The film is a little slow, but this allows the mystery to develop, and the director to create an increasing sense of unease and disorientation. Normality is supplied by Brice’s friends who are students of Böhme at the local college, but Brice is inevitably sucked back to the mill and into the arms of the alluring Gabel. Things come to a head one night when Brice shows his true colours, and we realise that perhaps this straight-laced young man is not the conventional hero we were expecting him to be. What follows shortly afterward is a tour de force of delirious confusion, which seems to be part reality-part hallucination. It’s an excellent sequence and the highlight of the film.
Perhaps inevitably, the third act resolution is a disappointment, with standard genre conventions established and strictly observed.

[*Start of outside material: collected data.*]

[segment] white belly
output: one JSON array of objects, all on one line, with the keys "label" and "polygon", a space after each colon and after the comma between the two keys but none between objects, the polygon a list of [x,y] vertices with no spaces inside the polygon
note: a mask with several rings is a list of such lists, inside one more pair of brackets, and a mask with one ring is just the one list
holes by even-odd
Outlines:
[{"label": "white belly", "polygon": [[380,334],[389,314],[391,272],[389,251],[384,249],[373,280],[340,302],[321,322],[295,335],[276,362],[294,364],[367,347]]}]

The climax is contrived and rather obvious; naked flames in a laboratory being a bit of a giveaway. And it’s in these last scenes where the film falters, and what could have been a gothic classic turns into something that is just rather good. It’s possible that a more daring ending was originally envisioned; after all, four separate writers worked on the screenplay.
Sadly, director Giorgi Ferroni never returned to the genre, although there are rumours that he walked away from this, and it was finished by Mario Bava. The maestro certainly had a track record of finishing films others had started in the early stages of his career, but there seems to be no definite evidence that it happened here.
This was truly an international production. Ferroni and the majority of the crew were Italian, as were a number of the cast. The dialogue was in French, which was Brice’s mother tongue, and a couple of the other actors were German. Brice later found European fame as Native American Winnetou in a series of films from Germany, and Gabbel had a featured role in wacko spy spoof ‘Modesty Blaise’ (1966).
The print that I saw was the European dub (as opposed to the U.S. one which is supposed to be pretty tragic) and, although the English soundtrack is not perfect, it still does not divert from the quality on display. Although it falls a little short at the finish, it’s still a film I would strongly recommend.